His middle one, anyway? $12,154. That’s the amount the Seahawks’ top wide receiver was reportedly fined by the league for flashing the middle digit at his team’s sideline — specifically his play caller, Darrell Bevell, while breaking the huddle in the third quarter during last weekend’s game against Philadelphia. Baldwin was miffed at Bevell calling a trick play for which Baldwin and quarterback Russell Wilson said they’d been waiting four years for the offensive coordinator to call. Baldwin couldn’t believe that when Bevell finally called for the wide receiver to throw back to the quarterback after a handoff, it was in the red zone. That took away from Baldwin a prime opportunity for another TD reception. Baldwin walked up to Bevell’s post-practice press conference off the side of the field Wednesday and posed with him wearing a goofy grin, and they both laughed off any perceived animosity over the finger or the call. “He was saying, ‘We’re number one!’ ” said Bevell, possibly the most flipped-off coordinator in the NFL. He was smiling.


They apparently damaged the Patriots’ beloved quarterback and their indestructible tight end. Tom Brady is questionable for Sunday’s game against the Jets because of a knee injury. Many believe it is from the hit in the legs Seahawks strong safety Kam Chancellor gave Brady two weeks ago, and for which Chancellor got penalized, during Seattle’s 31-24 win in Foxborough.

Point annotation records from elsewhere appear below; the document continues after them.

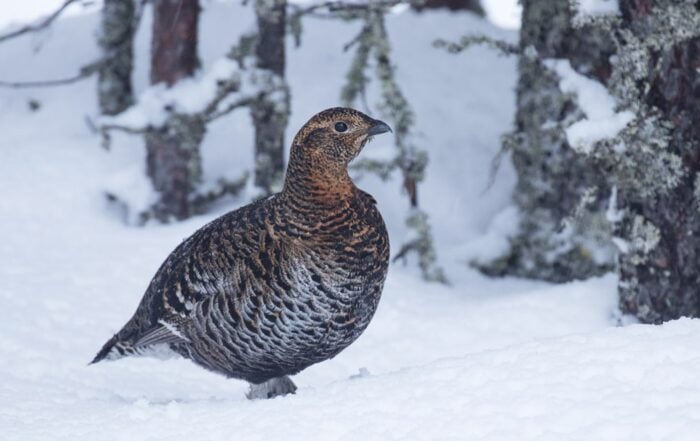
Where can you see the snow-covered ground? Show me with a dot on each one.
(482, 359)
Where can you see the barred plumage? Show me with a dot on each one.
(278, 285)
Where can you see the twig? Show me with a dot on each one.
(83, 73)
(37, 26)
(340, 6)
(467, 41)
(242, 102)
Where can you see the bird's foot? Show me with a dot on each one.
(271, 388)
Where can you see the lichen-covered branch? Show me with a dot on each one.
(561, 196)
(372, 44)
(119, 21)
(654, 160)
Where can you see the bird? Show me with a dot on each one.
(273, 287)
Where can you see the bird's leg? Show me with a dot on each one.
(271, 388)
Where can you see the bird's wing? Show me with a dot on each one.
(210, 262)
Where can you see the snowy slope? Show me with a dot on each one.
(482, 359)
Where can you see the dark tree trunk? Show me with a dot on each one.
(660, 273)
(552, 177)
(173, 159)
(453, 5)
(114, 91)
(271, 111)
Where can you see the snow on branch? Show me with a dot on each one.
(41, 24)
(601, 121)
(84, 72)
(218, 92)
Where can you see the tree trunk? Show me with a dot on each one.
(552, 177)
(173, 159)
(660, 272)
(114, 91)
(271, 111)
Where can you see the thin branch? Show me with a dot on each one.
(340, 6)
(38, 26)
(467, 41)
(104, 128)
(84, 72)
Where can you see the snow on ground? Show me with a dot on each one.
(482, 359)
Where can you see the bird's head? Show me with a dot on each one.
(334, 137)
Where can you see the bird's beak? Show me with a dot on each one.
(378, 127)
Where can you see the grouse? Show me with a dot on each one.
(280, 284)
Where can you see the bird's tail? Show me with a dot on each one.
(115, 348)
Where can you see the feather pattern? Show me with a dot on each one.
(278, 285)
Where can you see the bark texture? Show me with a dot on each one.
(118, 26)
(660, 270)
(563, 234)
(270, 111)
(173, 159)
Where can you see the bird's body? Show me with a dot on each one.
(278, 285)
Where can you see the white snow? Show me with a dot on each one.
(482, 359)
(601, 121)
(191, 95)
(592, 8)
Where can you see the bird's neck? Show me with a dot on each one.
(317, 183)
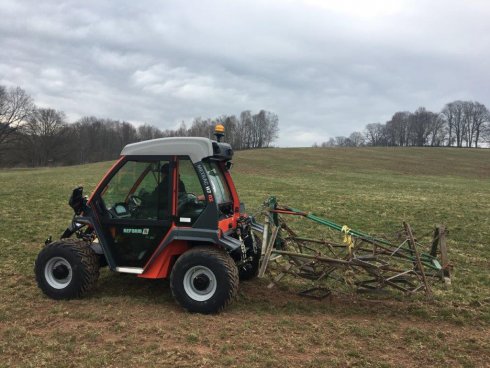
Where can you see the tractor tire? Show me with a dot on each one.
(204, 280)
(66, 269)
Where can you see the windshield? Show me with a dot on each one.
(218, 182)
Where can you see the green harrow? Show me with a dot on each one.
(357, 259)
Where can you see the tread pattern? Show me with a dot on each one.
(89, 260)
(231, 269)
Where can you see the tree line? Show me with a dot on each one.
(458, 124)
(35, 136)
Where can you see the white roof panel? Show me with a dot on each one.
(196, 148)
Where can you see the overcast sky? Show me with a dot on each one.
(326, 68)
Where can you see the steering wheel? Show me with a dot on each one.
(134, 202)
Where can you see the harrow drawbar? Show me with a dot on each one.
(356, 260)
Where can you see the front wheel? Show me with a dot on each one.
(66, 269)
(204, 280)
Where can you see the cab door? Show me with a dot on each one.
(134, 208)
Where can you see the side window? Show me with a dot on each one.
(139, 190)
(191, 200)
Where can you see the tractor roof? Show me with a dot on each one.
(196, 148)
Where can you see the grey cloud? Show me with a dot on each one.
(326, 68)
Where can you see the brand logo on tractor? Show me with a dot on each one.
(145, 231)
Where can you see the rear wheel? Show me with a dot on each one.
(66, 269)
(204, 280)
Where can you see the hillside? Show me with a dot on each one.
(128, 321)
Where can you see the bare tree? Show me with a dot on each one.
(375, 134)
(357, 139)
(15, 107)
(454, 116)
(480, 118)
(43, 136)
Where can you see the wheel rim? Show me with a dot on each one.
(200, 283)
(58, 272)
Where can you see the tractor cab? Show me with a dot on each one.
(168, 208)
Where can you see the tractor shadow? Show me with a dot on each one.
(133, 289)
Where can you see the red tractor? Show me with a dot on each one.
(167, 209)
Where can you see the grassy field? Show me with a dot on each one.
(128, 321)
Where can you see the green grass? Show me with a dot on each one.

Asked if he will play Sunday, Brady went with a coy “we’ll see.” Tight end Rob Gronkowski hasn’t played since Thomas leveled him with a shoulder hit into his chest, puncturing his lung. He is questionable for the Jets game. The Patriots are well on their way to clinching home-field advantage throughout the AFC playoffs, setting up their road to Super Bowl 51. But along the way, they have daily reminders of the Seahawks.

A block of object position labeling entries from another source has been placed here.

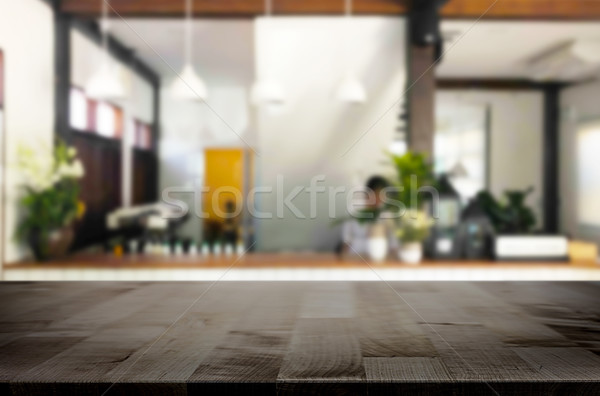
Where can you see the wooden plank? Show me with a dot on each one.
(406, 369)
(473, 353)
(323, 350)
(274, 338)
(469, 9)
(386, 326)
(329, 300)
(25, 353)
(234, 8)
(569, 364)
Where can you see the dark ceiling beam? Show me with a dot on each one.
(468, 9)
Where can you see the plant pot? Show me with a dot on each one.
(52, 245)
(377, 245)
(411, 253)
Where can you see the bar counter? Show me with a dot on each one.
(288, 266)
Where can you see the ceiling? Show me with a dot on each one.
(500, 49)
(486, 9)
(223, 49)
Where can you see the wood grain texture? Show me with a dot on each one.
(299, 338)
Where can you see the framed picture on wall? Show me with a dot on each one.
(2, 158)
(588, 183)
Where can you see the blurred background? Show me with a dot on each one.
(112, 110)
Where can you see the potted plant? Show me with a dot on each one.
(50, 199)
(413, 172)
(413, 229)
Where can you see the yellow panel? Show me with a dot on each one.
(224, 171)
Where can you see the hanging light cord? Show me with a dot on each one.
(268, 8)
(104, 26)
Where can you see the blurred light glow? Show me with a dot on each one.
(105, 84)
(267, 92)
(588, 183)
(188, 85)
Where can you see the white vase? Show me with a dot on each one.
(411, 253)
(377, 247)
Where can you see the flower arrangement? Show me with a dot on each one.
(51, 195)
(414, 226)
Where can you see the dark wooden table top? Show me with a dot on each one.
(300, 337)
(267, 260)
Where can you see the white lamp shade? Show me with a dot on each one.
(188, 85)
(267, 92)
(351, 91)
(105, 84)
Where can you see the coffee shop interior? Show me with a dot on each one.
(203, 140)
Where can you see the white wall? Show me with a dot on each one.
(27, 39)
(86, 55)
(516, 139)
(310, 134)
(578, 104)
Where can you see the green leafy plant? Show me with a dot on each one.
(50, 190)
(414, 226)
(510, 216)
(413, 171)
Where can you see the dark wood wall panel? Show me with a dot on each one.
(489, 9)
(421, 99)
(100, 187)
(145, 177)
(233, 8)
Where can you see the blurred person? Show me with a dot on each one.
(356, 232)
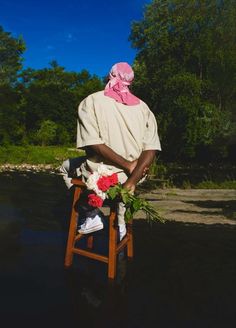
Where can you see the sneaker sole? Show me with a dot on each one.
(95, 228)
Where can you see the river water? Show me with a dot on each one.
(182, 275)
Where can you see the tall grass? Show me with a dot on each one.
(36, 154)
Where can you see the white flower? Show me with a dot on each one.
(91, 182)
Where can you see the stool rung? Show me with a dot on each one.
(78, 237)
(90, 254)
(122, 244)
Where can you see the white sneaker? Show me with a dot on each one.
(122, 231)
(91, 225)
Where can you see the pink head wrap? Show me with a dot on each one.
(120, 77)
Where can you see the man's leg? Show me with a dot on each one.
(68, 169)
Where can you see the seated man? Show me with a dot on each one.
(119, 130)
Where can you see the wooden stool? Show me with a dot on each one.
(114, 246)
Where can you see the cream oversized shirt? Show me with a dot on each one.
(127, 130)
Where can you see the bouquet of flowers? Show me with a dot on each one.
(105, 185)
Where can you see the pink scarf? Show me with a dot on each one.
(120, 77)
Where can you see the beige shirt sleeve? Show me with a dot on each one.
(151, 139)
(87, 126)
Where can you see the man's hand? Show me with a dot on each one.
(144, 161)
(129, 186)
(131, 166)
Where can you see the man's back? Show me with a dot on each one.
(128, 130)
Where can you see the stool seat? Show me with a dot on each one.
(114, 246)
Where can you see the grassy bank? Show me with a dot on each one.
(53, 155)
(162, 175)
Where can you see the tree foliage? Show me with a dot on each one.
(185, 70)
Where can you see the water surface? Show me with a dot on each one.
(182, 275)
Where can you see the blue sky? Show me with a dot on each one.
(82, 34)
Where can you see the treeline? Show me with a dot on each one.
(185, 70)
(38, 107)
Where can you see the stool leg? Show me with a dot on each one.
(130, 248)
(72, 229)
(112, 246)
(90, 242)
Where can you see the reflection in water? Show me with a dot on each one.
(182, 275)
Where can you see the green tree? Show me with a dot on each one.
(47, 133)
(54, 94)
(11, 50)
(12, 128)
(185, 70)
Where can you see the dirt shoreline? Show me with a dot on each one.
(28, 168)
(202, 206)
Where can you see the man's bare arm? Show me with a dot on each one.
(145, 160)
(108, 154)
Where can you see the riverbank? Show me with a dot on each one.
(50, 168)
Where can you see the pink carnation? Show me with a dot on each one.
(95, 200)
(104, 183)
(113, 179)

I remember being 10 years old sitting in my basement in Ohio watching the Bears beat the Lions in the Silverdome, on a return for a touchdown on the overtime kickoff. It was the fastest OT victory in league history. I remember being a new college graduate in 1993 watching beefy Cowboys defensive lineman Leon Lett stupidly trying to recover a missed field goal that was laying in the snow at Texas Stadium. Lett slipped in the snow, kicking the ball for a fumble that Miami recovered for a final-second win at Dallas. But the clearest Thanksgiving game memory: being newly married and at my twin sister’s house in suburban Detroit with my family watching — and hearing, from downtown Detroit to suburban Plymouth — Steelers running back Jerome Bettis call “hea— … tails” on Thanksgiving 1998 during the overtime coin toss against the Lions. Referee Phil Luckett apparently could not hear and flip a coin at the same time. He ruled “heads is the call.” The coin landed on heads, so Detroit got the ball and drove on the first overtime possession to the winning field goal. The next week, commissioner Paul Tagliabue changed the rule and required all NFL coin-toss calls to come before the referee flips the coin. Eventually, the league also changed the overtime rule; now a team can’t win a game on a field goal on the first drive.

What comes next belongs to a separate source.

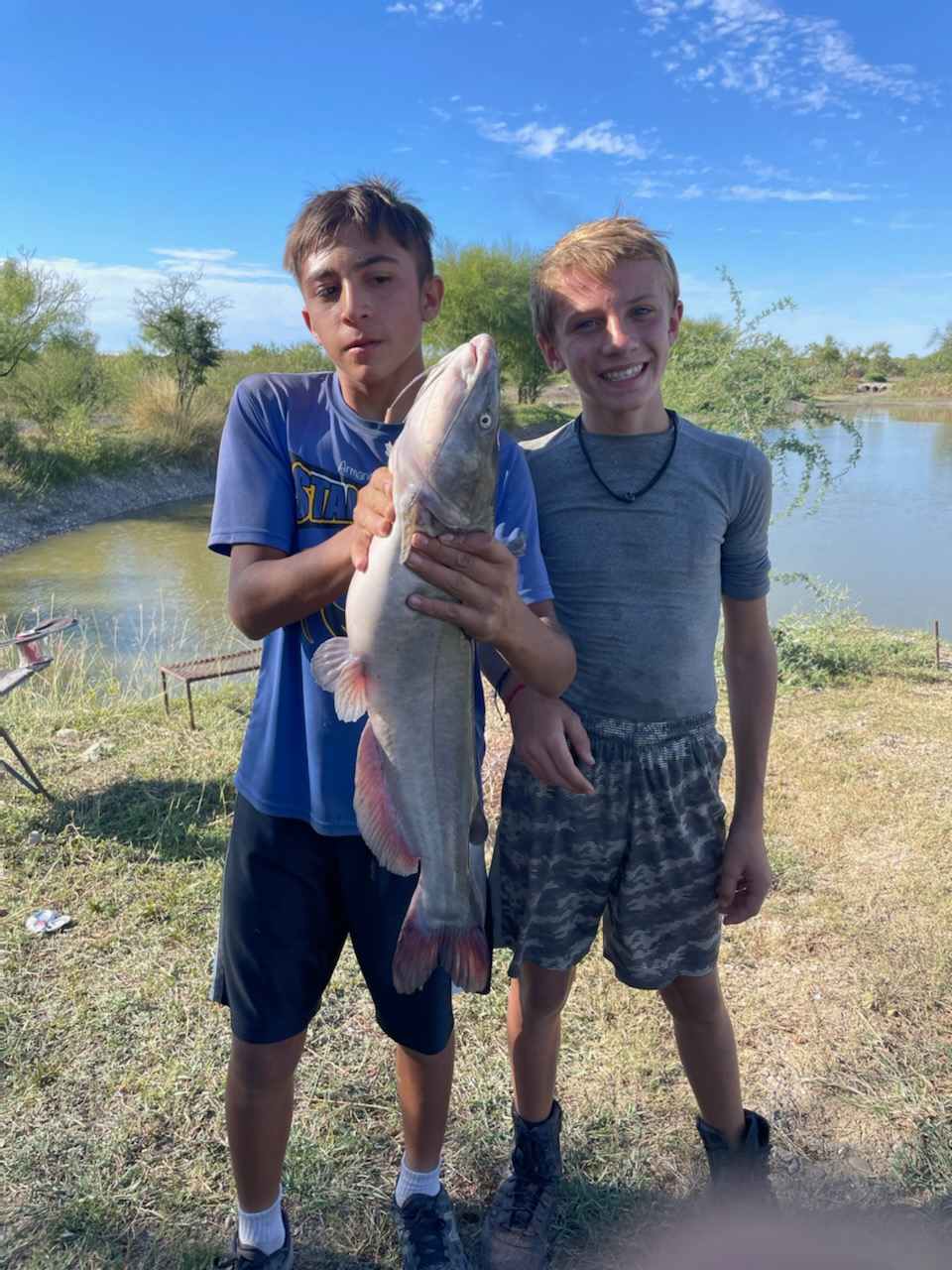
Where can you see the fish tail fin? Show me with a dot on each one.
(462, 952)
(417, 948)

The extension Wilson signed before the 2015 season is going to be a salary-cap hit for the Seahawks of $18.8 million in 2017 and averages $21.9 million in salary through the 2019 season. And it’s already becoming a steal. NFL Network reported Friday Kirk Cousins is about to get an extension worth at least $20 million annually from Washington in his extension. Uh … Kirk Cousins? Twenty million? He has won as many playoff games as you have. In his first four seasons, Wilson became a starter from week one in the league. Wilson set NFL records for most victories by a QB in his first three seasons and for playing in two Super Bowls in his first three seasons, winning Seattle’s only league title. His career record, including playoffs, is 60-23-1. Cousins? He entered the league the same year Wilson did, in 2012. His career record, including playoffs, after Washington’s Thanksgiving Day loss at Dallas: 17-19-1. Cousins has started a single postseason game — and lost it. Wilson’s deal seemed mammoth when he signed, and it still is. But it’s the way in professional sports that one man’s new, rich deal is the baseline for the next guy’s bigger contract to eclipse it. And to defy common sense.